CVE-2025-40641

Vulnerability

Overview CVE-2025-40641 is a stored cross-site scripting (XSS) vulnerability in the Multi-Purpose Inventory Management System. The vulnerability arises from insufficient validation of user input in the product_name parameter when processing POST requests to the /Controller_Products/update endpoint. This allows an attacker to inject arbitrary JavaScript code that is stored and later executed in the browsers of other users [1].

Exploitation

Prerequisites To exploit this vulnerability, an attacker must have network access to the application and the ability to send a crafted POST request with malicious content in the product_name parameter.

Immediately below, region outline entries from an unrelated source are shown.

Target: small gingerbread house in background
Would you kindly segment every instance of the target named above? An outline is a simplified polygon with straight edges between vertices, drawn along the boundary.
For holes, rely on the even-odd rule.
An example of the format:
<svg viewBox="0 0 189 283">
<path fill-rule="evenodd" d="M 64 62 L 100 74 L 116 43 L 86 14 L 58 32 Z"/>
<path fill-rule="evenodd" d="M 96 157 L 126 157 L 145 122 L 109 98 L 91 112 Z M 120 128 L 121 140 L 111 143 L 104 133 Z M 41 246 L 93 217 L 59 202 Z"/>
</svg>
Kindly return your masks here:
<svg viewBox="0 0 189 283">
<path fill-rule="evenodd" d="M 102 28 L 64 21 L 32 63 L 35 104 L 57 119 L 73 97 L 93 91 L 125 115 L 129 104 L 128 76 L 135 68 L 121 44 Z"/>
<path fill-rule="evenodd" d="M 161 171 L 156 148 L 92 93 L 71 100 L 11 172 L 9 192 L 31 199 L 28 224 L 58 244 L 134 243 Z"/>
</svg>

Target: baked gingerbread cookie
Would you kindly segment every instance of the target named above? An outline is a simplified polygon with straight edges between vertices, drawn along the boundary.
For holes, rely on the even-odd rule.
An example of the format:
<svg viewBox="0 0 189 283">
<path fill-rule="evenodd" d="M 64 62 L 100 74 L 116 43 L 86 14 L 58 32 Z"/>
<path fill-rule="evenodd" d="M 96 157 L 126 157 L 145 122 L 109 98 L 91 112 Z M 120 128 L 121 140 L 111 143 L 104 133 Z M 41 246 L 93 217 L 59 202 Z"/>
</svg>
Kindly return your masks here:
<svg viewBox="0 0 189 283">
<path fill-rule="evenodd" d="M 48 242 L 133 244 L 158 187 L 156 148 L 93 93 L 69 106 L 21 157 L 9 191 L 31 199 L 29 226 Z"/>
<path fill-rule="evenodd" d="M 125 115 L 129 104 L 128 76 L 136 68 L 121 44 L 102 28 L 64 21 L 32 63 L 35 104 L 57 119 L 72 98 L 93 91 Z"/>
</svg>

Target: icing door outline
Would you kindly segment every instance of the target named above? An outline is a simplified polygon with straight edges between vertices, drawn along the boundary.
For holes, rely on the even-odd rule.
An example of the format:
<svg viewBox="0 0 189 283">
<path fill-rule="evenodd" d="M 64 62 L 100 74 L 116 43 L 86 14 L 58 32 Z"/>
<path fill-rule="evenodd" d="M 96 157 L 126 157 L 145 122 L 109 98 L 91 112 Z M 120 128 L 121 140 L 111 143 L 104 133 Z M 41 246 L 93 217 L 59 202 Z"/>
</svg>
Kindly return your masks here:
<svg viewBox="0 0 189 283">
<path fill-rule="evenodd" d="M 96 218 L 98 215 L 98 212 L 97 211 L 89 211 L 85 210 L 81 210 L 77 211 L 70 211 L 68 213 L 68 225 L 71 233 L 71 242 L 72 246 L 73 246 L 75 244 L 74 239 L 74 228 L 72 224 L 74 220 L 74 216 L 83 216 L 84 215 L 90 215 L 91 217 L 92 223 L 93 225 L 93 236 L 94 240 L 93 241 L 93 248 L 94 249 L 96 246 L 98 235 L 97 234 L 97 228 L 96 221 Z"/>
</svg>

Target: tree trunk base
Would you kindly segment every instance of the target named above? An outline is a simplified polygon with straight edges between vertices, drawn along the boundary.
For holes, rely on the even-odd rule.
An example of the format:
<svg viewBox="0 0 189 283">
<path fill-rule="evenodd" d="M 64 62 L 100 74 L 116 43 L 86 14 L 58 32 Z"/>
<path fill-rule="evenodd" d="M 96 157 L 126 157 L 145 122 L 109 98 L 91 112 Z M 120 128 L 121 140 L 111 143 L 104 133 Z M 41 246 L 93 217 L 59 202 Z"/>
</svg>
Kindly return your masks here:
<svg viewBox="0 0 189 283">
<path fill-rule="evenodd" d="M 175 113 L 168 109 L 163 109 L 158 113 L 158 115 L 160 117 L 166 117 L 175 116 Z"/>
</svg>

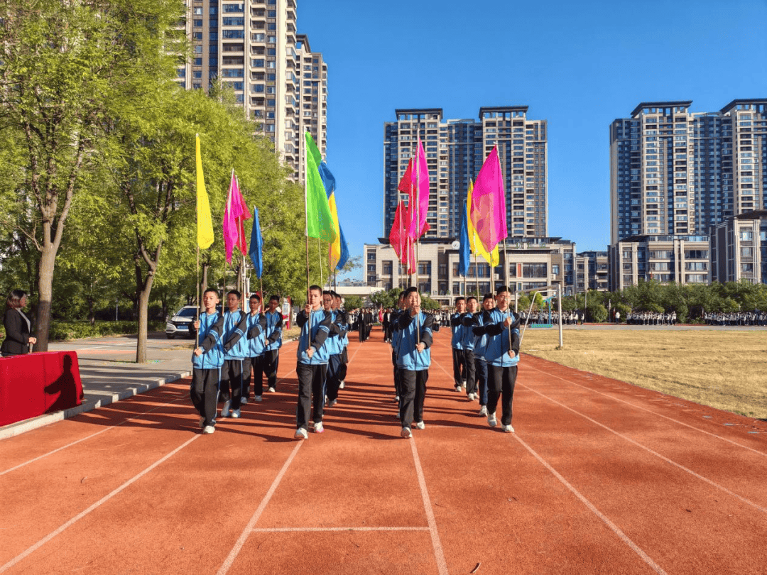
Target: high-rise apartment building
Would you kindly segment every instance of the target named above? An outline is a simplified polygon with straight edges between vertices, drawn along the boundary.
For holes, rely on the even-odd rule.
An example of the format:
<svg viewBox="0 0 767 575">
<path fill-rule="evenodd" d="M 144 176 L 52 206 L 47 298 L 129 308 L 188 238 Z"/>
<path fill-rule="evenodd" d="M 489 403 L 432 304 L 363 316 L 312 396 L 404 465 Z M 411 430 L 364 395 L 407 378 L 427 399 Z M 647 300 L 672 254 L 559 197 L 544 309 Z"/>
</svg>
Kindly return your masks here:
<svg viewBox="0 0 767 575">
<path fill-rule="evenodd" d="M 547 122 L 528 120 L 527 106 L 482 107 L 479 120 L 443 120 L 441 108 L 395 110 L 384 127 L 384 235 L 394 221 L 397 185 L 419 138 L 429 166 L 427 238 L 456 238 L 470 180 L 498 146 L 510 238 L 548 235 Z"/>
<path fill-rule="evenodd" d="M 707 234 L 767 207 L 767 99 L 644 102 L 610 127 L 611 245 Z"/>
<path fill-rule="evenodd" d="M 190 61 L 179 68 L 188 90 L 219 80 L 234 90 L 283 161 L 303 181 L 304 132 L 327 147 L 328 66 L 297 32 L 295 0 L 186 0 Z"/>
</svg>

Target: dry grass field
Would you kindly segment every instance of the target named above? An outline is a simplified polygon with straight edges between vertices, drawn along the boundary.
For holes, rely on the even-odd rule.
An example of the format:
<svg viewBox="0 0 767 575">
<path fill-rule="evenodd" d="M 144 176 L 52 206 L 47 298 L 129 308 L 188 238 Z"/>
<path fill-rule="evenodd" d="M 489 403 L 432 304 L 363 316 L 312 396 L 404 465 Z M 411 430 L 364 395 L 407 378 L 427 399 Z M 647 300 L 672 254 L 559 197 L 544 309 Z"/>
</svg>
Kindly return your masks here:
<svg viewBox="0 0 767 575">
<path fill-rule="evenodd" d="M 767 420 L 767 331 L 528 329 L 521 351 Z"/>
</svg>

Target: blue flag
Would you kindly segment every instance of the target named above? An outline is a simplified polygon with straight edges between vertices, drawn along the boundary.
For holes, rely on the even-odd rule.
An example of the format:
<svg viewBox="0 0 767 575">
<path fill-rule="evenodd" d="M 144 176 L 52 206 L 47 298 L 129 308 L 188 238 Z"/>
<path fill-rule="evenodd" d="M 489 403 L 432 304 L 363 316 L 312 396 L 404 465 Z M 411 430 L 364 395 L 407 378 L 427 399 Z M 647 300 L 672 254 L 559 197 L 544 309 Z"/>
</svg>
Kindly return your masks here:
<svg viewBox="0 0 767 575">
<path fill-rule="evenodd" d="M 346 238 L 344 237 L 344 228 L 338 226 L 338 231 L 341 232 L 341 258 L 338 259 L 338 263 L 336 264 L 336 269 L 341 270 L 343 269 L 349 259 L 349 246 L 347 245 Z"/>
<path fill-rule="evenodd" d="M 469 261 L 471 259 L 469 251 L 469 225 L 466 223 L 466 208 L 461 210 L 461 231 L 458 237 L 461 242 L 459 249 L 460 259 L 458 262 L 458 273 L 466 278 L 469 274 Z"/>
<path fill-rule="evenodd" d="M 253 231 L 250 232 L 250 251 L 248 255 L 253 262 L 255 275 L 260 278 L 264 272 L 264 258 L 262 252 L 264 248 L 264 239 L 261 237 L 261 224 L 258 223 L 258 209 L 253 206 Z"/>
</svg>

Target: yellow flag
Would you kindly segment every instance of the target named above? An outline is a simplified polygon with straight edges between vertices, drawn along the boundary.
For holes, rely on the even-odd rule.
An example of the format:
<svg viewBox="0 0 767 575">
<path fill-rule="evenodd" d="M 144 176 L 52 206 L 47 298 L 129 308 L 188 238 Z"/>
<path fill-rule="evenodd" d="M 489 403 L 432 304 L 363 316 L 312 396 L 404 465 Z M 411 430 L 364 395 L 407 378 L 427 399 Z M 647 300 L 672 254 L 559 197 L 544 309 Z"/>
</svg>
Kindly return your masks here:
<svg viewBox="0 0 767 575">
<path fill-rule="evenodd" d="M 466 196 L 466 222 L 469 224 L 469 245 L 472 248 L 472 251 L 475 254 L 479 254 L 485 261 L 490 264 L 491 268 L 495 268 L 498 265 L 500 261 L 500 258 L 498 255 L 498 246 L 496 245 L 492 248 L 492 254 L 487 253 L 487 250 L 485 249 L 485 246 L 482 245 L 482 242 L 477 237 L 476 230 L 474 228 L 474 224 L 472 223 L 472 191 L 474 189 L 474 183 L 472 182 L 469 182 L 469 194 Z"/>
<path fill-rule="evenodd" d="M 205 249 L 213 243 L 213 220 L 210 216 L 208 192 L 205 191 L 202 156 L 199 151 L 199 135 L 198 134 L 195 139 L 197 156 L 197 245 L 202 249 Z"/>
</svg>

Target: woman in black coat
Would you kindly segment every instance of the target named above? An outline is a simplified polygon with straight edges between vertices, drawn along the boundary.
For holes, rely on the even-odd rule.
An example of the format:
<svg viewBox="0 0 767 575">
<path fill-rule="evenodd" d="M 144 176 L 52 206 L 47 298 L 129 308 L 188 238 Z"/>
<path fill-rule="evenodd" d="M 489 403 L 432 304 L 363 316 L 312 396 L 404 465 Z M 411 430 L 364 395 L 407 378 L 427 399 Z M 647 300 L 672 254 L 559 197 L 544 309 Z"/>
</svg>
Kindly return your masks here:
<svg viewBox="0 0 767 575">
<path fill-rule="evenodd" d="M 14 290 L 8 294 L 5 301 L 5 339 L 0 347 L 3 357 L 18 356 L 29 351 L 29 344 L 37 343 L 37 338 L 29 335 L 31 324 L 21 309 L 27 304 L 27 294 L 22 290 Z"/>
</svg>

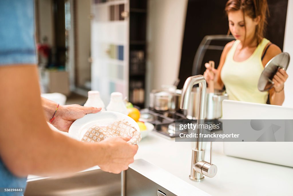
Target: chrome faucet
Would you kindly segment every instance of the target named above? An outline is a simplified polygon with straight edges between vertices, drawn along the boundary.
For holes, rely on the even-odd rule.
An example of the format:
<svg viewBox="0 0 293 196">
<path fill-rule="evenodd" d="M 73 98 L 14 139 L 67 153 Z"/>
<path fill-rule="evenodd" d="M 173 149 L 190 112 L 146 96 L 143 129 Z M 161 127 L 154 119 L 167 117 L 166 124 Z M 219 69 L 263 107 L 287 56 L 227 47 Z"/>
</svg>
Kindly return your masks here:
<svg viewBox="0 0 293 196">
<path fill-rule="evenodd" d="M 197 84 L 199 85 L 197 118 L 197 123 L 198 125 L 204 125 L 205 116 L 207 83 L 203 76 L 192 76 L 186 79 L 182 89 L 180 108 L 184 110 L 187 110 L 188 108 L 191 91 L 193 85 Z M 200 133 L 203 133 L 203 128 L 201 126 L 198 126 L 197 127 L 196 133 L 199 136 Z M 196 138 L 195 139 L 195 148 L 192 149 L 191 169 L 189 178 L 193 180 L 200 181 L 204 179 L 204 175 L 209 177 L 214 176 L 217 173 L 217 166 L 212 164 L 212 142 L 211 142 L 210 160 L 209 163 L 204 160 L 205 150 L 202 149 L 202 138 L 198 137 Z"/>
</svg>

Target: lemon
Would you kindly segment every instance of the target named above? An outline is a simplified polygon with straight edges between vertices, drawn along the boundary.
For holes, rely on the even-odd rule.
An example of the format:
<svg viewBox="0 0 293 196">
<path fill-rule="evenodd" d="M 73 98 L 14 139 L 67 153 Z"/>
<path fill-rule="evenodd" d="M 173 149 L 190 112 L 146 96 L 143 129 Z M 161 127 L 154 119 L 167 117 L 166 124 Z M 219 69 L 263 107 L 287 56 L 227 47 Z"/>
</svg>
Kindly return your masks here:
<svg viewBox="0 0 293 196">
<path fill-rule="evenodd" d="M 139 110 L 135 108 L 127 108 L 128 111 L 128 116 L 131 117 L 136 121 L 138 121 L 140 116 Z"/>
<path fill-rule="evenodd" d="M 136 122 L 138 125 L 138 126 L 139 127 L 139 130 L 141 131 L 145 131 L 147 129 L 146 125 L 144 124 L 144 123 L 143 122 L 138 121 Z"/>
</svg>

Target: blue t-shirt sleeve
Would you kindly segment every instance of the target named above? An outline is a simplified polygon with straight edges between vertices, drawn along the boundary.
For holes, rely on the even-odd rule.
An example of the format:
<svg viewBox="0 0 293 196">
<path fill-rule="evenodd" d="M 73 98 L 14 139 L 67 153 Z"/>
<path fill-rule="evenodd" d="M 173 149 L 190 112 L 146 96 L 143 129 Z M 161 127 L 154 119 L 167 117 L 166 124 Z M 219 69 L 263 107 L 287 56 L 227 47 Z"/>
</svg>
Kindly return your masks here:
<svg viewBox="0 0 293 196">
<path fill-rule="evenodd" d="M 35 64 L 33 0 L 0 1 L 0 66 Z"/>
</svg>

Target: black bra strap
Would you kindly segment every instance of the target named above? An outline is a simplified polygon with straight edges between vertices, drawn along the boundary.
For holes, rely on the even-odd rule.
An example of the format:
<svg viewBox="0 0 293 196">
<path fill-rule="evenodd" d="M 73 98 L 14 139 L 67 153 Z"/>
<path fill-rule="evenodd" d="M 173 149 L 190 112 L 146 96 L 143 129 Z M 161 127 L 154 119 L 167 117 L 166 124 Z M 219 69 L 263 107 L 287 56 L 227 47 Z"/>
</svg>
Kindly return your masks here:
<svg viewBox="0 0 293 196">
<path fill-rule="evenodd" d="M 269 48 L 269 47 L 270 47 L 270 46 L 272 45 L 272 44 L 273 44 L 272 43 L 269 43 L 268 44 L 268 46 L 267 46 L 267 48 L 265 49 L 265 51 L 263 53 L 263 56 L 261 56 L 262 61 L 263 60 L 263 57 L 264 57 L 265 56 L 265 54 L 267 52 L 267 51 L 268 50 L 268 48 Z"/>
</svg>

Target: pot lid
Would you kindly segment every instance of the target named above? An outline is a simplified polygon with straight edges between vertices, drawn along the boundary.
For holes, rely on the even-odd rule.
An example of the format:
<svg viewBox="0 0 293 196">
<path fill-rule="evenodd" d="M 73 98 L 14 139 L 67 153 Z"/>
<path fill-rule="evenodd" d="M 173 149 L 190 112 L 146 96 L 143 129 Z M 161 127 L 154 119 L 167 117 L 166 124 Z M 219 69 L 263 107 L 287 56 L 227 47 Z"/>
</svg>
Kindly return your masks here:
<svg viewBox="0 0 293 196">
<path fill-rule="evenodd" d="M 258 88 L 260 91 L 267 91 L 274 86 L 272 80 L 279 67 L 287 70 L 290 60 L 289 54 L 282 52 L 277 55 L 268 62 L 258 80 Z"/>
</svg>

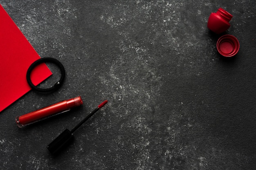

The attack requires an authenticated user to view the page where the stored payload is rendered. The stored XSS can be triggered without any additional user interaction beyond normal browsing [1].

Impact

Successful exploitation allows the attacker to execute arbitrary JavaScript in the context of the victim's session. This can lead to theft of session cookies, enabling the attacker to impersonate the victim and perform actions on their behalf within the application. The CVSS v4.0 base score is 5.1 (Medium), with the vector indicating low privileges required and user interaction needed [1].

Mitigation

Status As of the publication date, no official patch or remediation has been reported by the vendor. Users are advised to implement input validation and output encoding for the product_name parameter or apply web application firewall rules to mitigate the risk [1].